Analysis of TP53 gene mutations in human lung cancer: Comparison of capillary electrophoresis single strand conformation polymorphism assay with denaturing gradient gel electrophoresis and direct sequencing

Abstract

Introduction: Automated capillary electrophoresis single strand conformation polymorphism (CE-SSCP), denaturant gradient gel electrophoresis (DGGE), and direct sequencing were compared to investigate the benefits and sensitivity of each of the methods for detection of unknown TP53 mutations in human lung cancer. Methods: Twenty previously analyzed DNA samples from lung tumors were examined under dummy laboratory codes for occurrence of mutations of the TP53 gene. Results: Mutations were found in 17 samples; 15 (88%) of them were detected by DGGE, 16 (94%) by CE-SSCP and 12 (71%) by direct sequencing. One of the two mutations that remained undetected in DGGE was in fact outside the sequence area covered by DGGE screening, thus rendering DGGE and CE-SSCP equally efficient in mutation detection. Direct sequencing performed less well in finding mutations than the two other assays, as also shown previously. Conclusion: The study showed that CE-SSCP is a fast and highly reproducible method, which is considerably less laborious compared to DGGE, for screening of unknown TP53 mutations.

Introduction

The tumor suppressor gene TP53 is one the most studied genes in cancer research. The p53 protein mediates many different cellular processes that control cell growth, including effects on cell cycle, DNA repair, apoptosis, differentiation and angiogenesis [1]. It plays a central role in the cell's response to various kinds of stress situations, including damage to DNA. Mutation of the TP53-gene is the most common genetic alteration in the human cancers [2], [3]. TP53 is a fairly large gene, and mutations discovered in human cancer are scattered all over the 10 encoding exons. Still, majority of the mutations occur in exons 5–8, which is the conserved area of the gene. Mutations of the TP53 gene are typically of diverse types, including base substitutions, small deletions, and insertions [4]. Therefore, investigation of human tumor DNAs for presence of unknown mutations must rely on an efficient screening system with high sensitivity.

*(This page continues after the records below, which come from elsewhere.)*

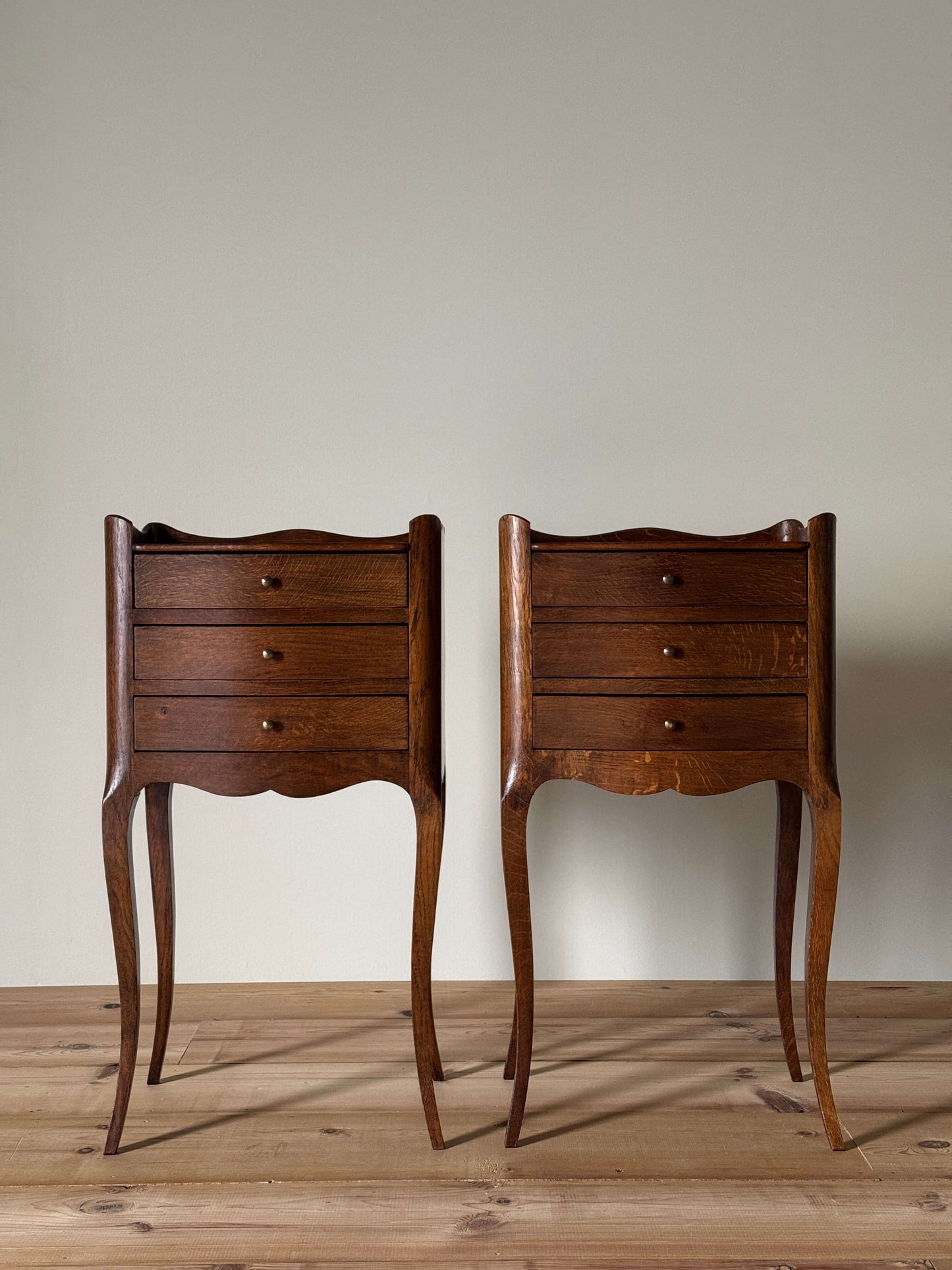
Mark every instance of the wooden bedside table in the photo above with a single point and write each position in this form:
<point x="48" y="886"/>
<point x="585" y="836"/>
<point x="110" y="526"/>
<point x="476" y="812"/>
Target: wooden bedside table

Various methods based on gel electrophoresis have traditionally been used in mutation detection to separate the wildtype sequence from the mutated ones. The methods based on gel separation are simple to run and do not require large investments in equipment. Denaturant gradient gel electrophoresis (DGGE) and single strand conformation polymorphism (SSCP) are both commonly used methods for mutation screening. They enable rather quick and reliable detection of variations in DNA sequence, but neither of them provides information about the type or exact location of the variation. Generally, DGGE is considered to be more sensitive than the standard SSCP assay [5], whereas the latter is considered simpler to run. These methods are, however, typically time consuming and they cannot be easily automated. Application of the capillary electrophoresis (CE) technique, among other fairly recently developed methods such as denaturing high performance liquid chromatography (DHPLC), has made it possible to achieve faster analysis and greater automation [6], [7]. With the use of CE technique, SSCP has become more readily applicable for investigating large collections of DNA samples [8]. Ultimately, for identification of the alterations detected in screening, the DNA fragments must be sequenced.

In the present study, capillary electrophoresis SSCP (CE-SSCP) was compared with the traditional slab gel DGGE, and direct sequencing to find out the benefits and relative sensitivities of the three methods for detection of somatic mutations of the TP53 gene in human tumor samples.